Las Vegas water officials have reached a settlement with a Lincoln County ranch company that challenged plans to siphon groundwater from across eastern Nevada.

The Southern Nevada Water Authority will pay Cave Valley Ranch a little more than $4 million and supply it with some water rights under a deal approved by board members on Thursday.

In exchange, the settlement calls for the ranch company to relinquish ownership of at least 1,500 acres for a conservation easement to “help preserve natural resources and benefit wildlife.”

The ranch also will drop its court challenge of a 2008 state ruling that granted the authority permission to pump more than 6 billion gallons of groundwater a year from Cave Valley and two other watersheds in Lincoln County.

At the same time, the ranch’s owners will withdraw from a case before the Nevada Supreme Court over whether property owners deserved a larger role in the state hearing on the authority’s groundwater applications in Lincoln County.

The water authority board approved the settlement in a unanimous vote with no discussion.

It still must be signed by owners of the 3,280 acre ranch, something authority officials expect to happen within weeks.

The Las Vegas attorney who represents Cave Valley Ranch could not be reached for comment.

Water authority General Counsel Charles Hauser said the settlement is not an acknowledgement of liability or potential harm that could stem from the proposed groundwater development project.

Nor does it set precedent for future deals of its kind, Hauser said. “We think this is a unique circumstance in this valley.”

Deputy Counsel John Entsminger said the water authority is simply choosing the “certainty of the settlement” over the uncertainty of what might happen in court.

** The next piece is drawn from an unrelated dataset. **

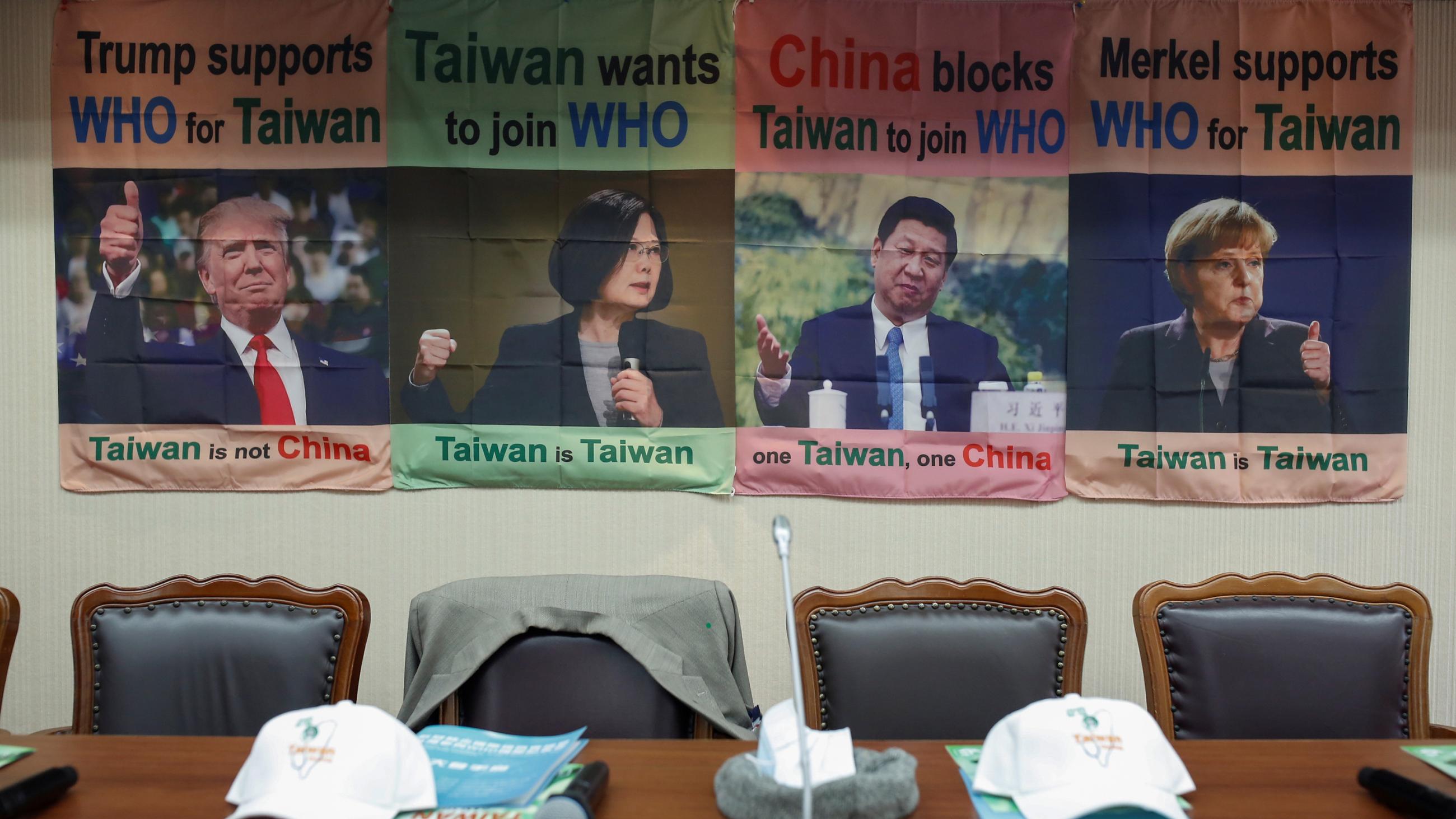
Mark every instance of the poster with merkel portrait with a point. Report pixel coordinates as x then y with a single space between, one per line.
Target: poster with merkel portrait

But one pipeline opponent called the settlement another big-money deal by an agency that will spare no expense to silence its critics.

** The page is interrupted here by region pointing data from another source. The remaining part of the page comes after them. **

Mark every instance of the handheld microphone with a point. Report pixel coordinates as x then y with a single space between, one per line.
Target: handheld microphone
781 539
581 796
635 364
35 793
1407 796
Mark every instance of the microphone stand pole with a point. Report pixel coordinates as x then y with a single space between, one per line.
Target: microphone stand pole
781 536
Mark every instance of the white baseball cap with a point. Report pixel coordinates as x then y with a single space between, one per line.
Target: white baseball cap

Launce Rake, spokesman for the Progressive Leadership Alliance of Nevada, said he can’t blame Cave Valley Ranch for choosing to settle rather than fight a powerful agency with “limitless financial resources.”

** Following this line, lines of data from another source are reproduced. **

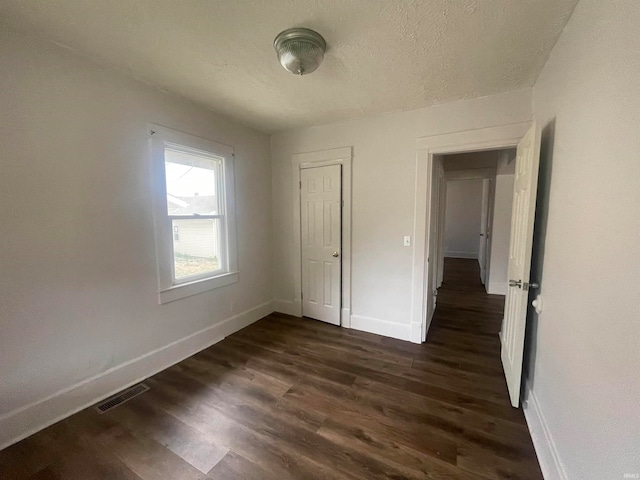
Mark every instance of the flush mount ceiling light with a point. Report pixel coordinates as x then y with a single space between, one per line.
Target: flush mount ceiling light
300 50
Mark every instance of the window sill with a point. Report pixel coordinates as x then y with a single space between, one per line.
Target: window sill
193 288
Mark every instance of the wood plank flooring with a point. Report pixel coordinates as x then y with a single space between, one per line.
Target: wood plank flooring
290 398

But, as far as Rake is concerned, “it is absolutely a payoff.”

“It’s a continuation of the buy-’em-out strategy they’ve demonstrated in Spring Valley,” Rake said of water authority officials. “Of course (the pipeline) is going to hurt the environment. They’re trying to minimize the number of eyes who are there to watch the impacts.”

Comments like that come as no surprise to water authority General Manager Pat Mulroy. She said she expects pipeline opponents to react negatively to “any settlement,” because what they want is a long, ugly court battle.

“Anything that takes litigation out of circulation is going to be denounced by them,” she said.

The Southern Nevada Water Authority owns a lot of land in Spring Valley. Since 2006, it has bought seven ranches and more than 23,000 acres in the White Pine County watershed considered the “anchor basin” for the groundwater project.

But the authority isn’t buying Cave Valley Ranch. The only property that will change hands is the roughly 1,500-acre conservation easement. The property will be deeded over to the authority, but the ranch will retain the right to graze cattle and grow crops on it for the next 20 years.

Eventually, the easement likely will be turned over to be managed by the Nature Conservancy, the Rocky Mountain Elk Foundation or a similar conservation group, Entsminger said.

By as early as 2013, the authority could start pumping groundwater south through a pipeline that eventually might stretch more than 250 miles and cost between $2 billion and $3.5 billion.

Authority officials say the project is needed to insulate Southern Nevada from drought on the Colorado River, which supplies 90 percent of the area’s drinking water.

Critics argue that large-scale groundwater pumping in the arid valleys of eastern Nevada threatens wildlife and the livelihoods of ranchers and farmers.

Cave, Delamar and Dry Lake valleys comprise the first phase of the pipeline project. The water the authority plans to tap there could supply more than 37,000 Las Vegas homes.

Nearly all the land in the three basins is managed by the federal government, and almost none of it is inhabited by people.

Entsminger said Cave Valley Ranch owns the only sizeable block of private land in the area.

Mulroy said the rest of it “belongs to the coyotes and the rattlesnakes.”